#Seven_deadly_sins of #datascience #AI #ML are the same as seven deadly sins of life - #pride, #greed, #wrath, #envy, #lust, #gluttony and #sloth. You ask how?
Let me explain and do avoid them if you can.
(1) Pride - if your data science model is selfish and thinks that it is superior to everything else (using any measure that justifies the end), it will lead to conclusions and actions which are biased and inferior. Many a time this is related to the data scientist's ego and self.
(2) Greed - if you want to build a data science model, which is better than the current one, even at the cost of losing explainability, at a higher cost, without any truly meaningful gain, greed has taken over. This can lead to data science which could be deemed as manipulative, full of trickery and using mathematical authority without a real need to do it.
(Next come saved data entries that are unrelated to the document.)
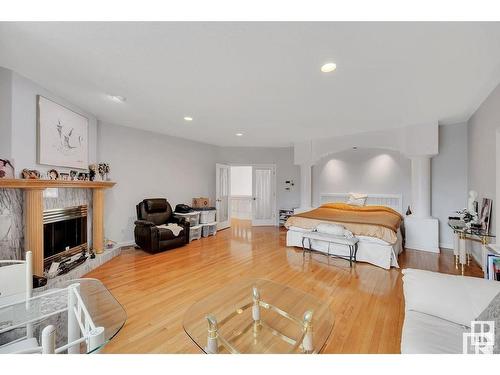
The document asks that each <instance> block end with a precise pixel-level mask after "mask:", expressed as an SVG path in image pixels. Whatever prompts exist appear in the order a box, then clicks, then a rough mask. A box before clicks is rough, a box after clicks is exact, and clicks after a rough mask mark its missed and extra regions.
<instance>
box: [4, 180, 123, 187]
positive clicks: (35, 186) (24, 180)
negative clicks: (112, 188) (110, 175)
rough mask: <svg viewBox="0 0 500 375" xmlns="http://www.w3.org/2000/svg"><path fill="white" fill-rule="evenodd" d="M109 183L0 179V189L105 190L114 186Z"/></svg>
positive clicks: (108, 181) (49, 180) (59, 180)
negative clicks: (75, 188) (71, 188)
mask: <svg viewBox="0 0 500 375" xmlns="http://www.w3.org/2000/svg"><path fill="white" fill-rule="evenodd" d="M115 184H116V183H115V182H111V181H65V180H41V179H21V178H16V179H7V178H5V179H0V189H47V188H80V189H106V188H111V187H113V186H114V185H115Z"/></svg>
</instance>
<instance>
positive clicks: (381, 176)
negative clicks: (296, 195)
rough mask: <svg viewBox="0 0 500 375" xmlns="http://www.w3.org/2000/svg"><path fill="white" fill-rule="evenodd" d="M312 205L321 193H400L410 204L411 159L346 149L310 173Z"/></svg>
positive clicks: (405, 209)
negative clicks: (354, 192) (353, 192)
mask: <svg viewBox="0 0 500 375" xmlns="http://www.w3.org/2000/svg"><path fill="white" fill-rule="evenodd" d="M312 186H313V205H314V206H317V205H319V197H320V194H322V193H346V192H358V193H372V194H402V195H403V208H404V211H406V207H407V206H408V205H409V204H410V191H411V189H410V160H409V159H408V158H407V157H405V156H403V155H401V154H400V153H399V152H397V151H389V150H379V149H357V150H353V149H350V150H346V151H341V152H339V153H336V154H334V155H331V156H329V157H326V158H323V159H321V160H320V161H319V162H318V163H317V164H316V165H314V166H313V170H312Z"/></svg>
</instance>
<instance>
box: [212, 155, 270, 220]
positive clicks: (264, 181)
mask: <svg viewBox="0 0 500 375" xmlns="http://www.w3.org/2000/svg"><path fill="white" fill-rule="evenodd" d="M216 182H217V185H216V208H217V217H218V219H217V221H218V222H219V224H218V228H219V229H224V228H227V227H229V226H230V225H231V220H232V219H237V220H247V221H249V222H251V225H253V226H259V225H277V215H276V166H275V165H273V164H255V165H250V164H247V165H244V164H238V165H233V164H217V172H216Z"/></svg>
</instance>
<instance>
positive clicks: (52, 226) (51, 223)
mask: <svg viewBox="0 0 500 375" xmlns="http://www.w3.org/2000/svg"><path fill="white" fill-rule="evenodd" d="M43 223H44V224H43V256H44V268H45V269H48V268H49V267H50V265H51V264H52V262H58V261H60V260H61V259H64V258H67V257H70V256H72V255H74V254H76V253H81V252H82V251H84V250H87V206H85V205H84V206H77V207H68V208H57V209H53V210H46V211H44V212H43Z"/></svg>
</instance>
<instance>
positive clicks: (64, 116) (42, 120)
mask: <svg viewBox="0 0 500 375" xmlns="http://www.w3.org/2000/svg"><path fill="white" fill-rule="evenodd" d="M88 127H89V120H88V119H87V118H86V117H84V116H82V115H80V114H78V113H76V112H74V111H72V110H70V109H68V108H66V107H64V106H62V105H60V104H57V103H55V102H53V101H52V100H49V99H47V98H45V97H43V96H41V95H37V138H38V139H37V151H38V155H37V156H38V160H37V161H38V163H39V164H45V165H52V166H58V167H68V168H76V169H87V167H88V164H89V163H88V148H89V145H88V137H89V136H88Z"/></svg>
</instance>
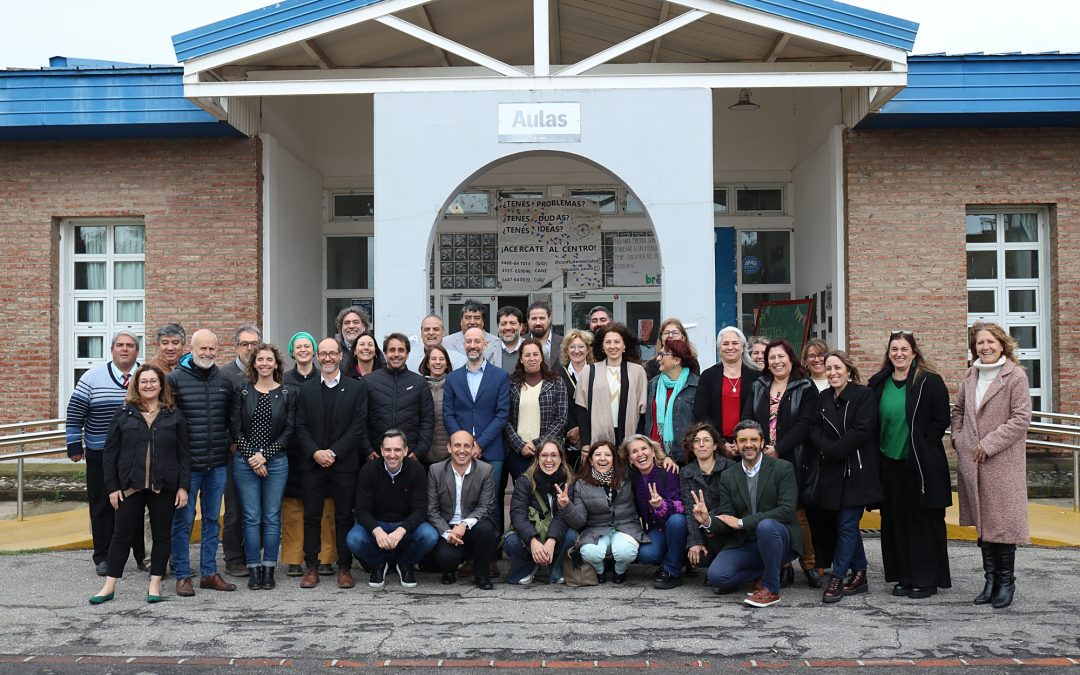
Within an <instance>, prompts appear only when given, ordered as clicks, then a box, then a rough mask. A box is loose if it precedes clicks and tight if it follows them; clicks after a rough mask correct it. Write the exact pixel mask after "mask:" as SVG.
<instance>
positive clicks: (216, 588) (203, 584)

(3) Wrath - if your data science project results in wrath of people who are affected by your model, due to incorrect individual level prediction, you are causing one of the seven deadly sins among the end users. Your model, instead of relaying on usual metrics like MSE, accuracy, F-1 score etc., should address individual level issues that can arise from your model. Do calibrate your predictive power with individual level predictions.
(4) Envy - if your data science model stays envious of all the success that other models have had, it will run into problem, due to envy. To compare your model with other published models, do ensure that like for like comparison is done, where the data, the business problem, and available computing power are aligned. Otherwise, good models will die, just because of envy.
(5) Lust - many models are data hungry and in many cases disorderly hungry. In order to satisfy that lust of data, unnatural use of large datasets, without considering the impact on business question at hand, without considering the effect of over-fitting and need of heavy computing, is done. This leads to bad data science for sure.
(6) Gluttony - is very similar to greed and lust and is seen when there are data science models, which in their desire to improve the metrics in question slightly, become a "gluttonous model", resulting in unnecessarily complex model. Avoid gluttony.
(7) Sloth - if your model results in actions which cannot be actioned, results in outcome which creates more confusion then clarity, creates situations which make decision making difficult, your are creating an atmosphere filled with sloth. As said in the original seven deadly sin definition of sloth, "a data science model which results in absence of interest or habitual disinclination to exertion, to do anything" needs to be avoided at any cost.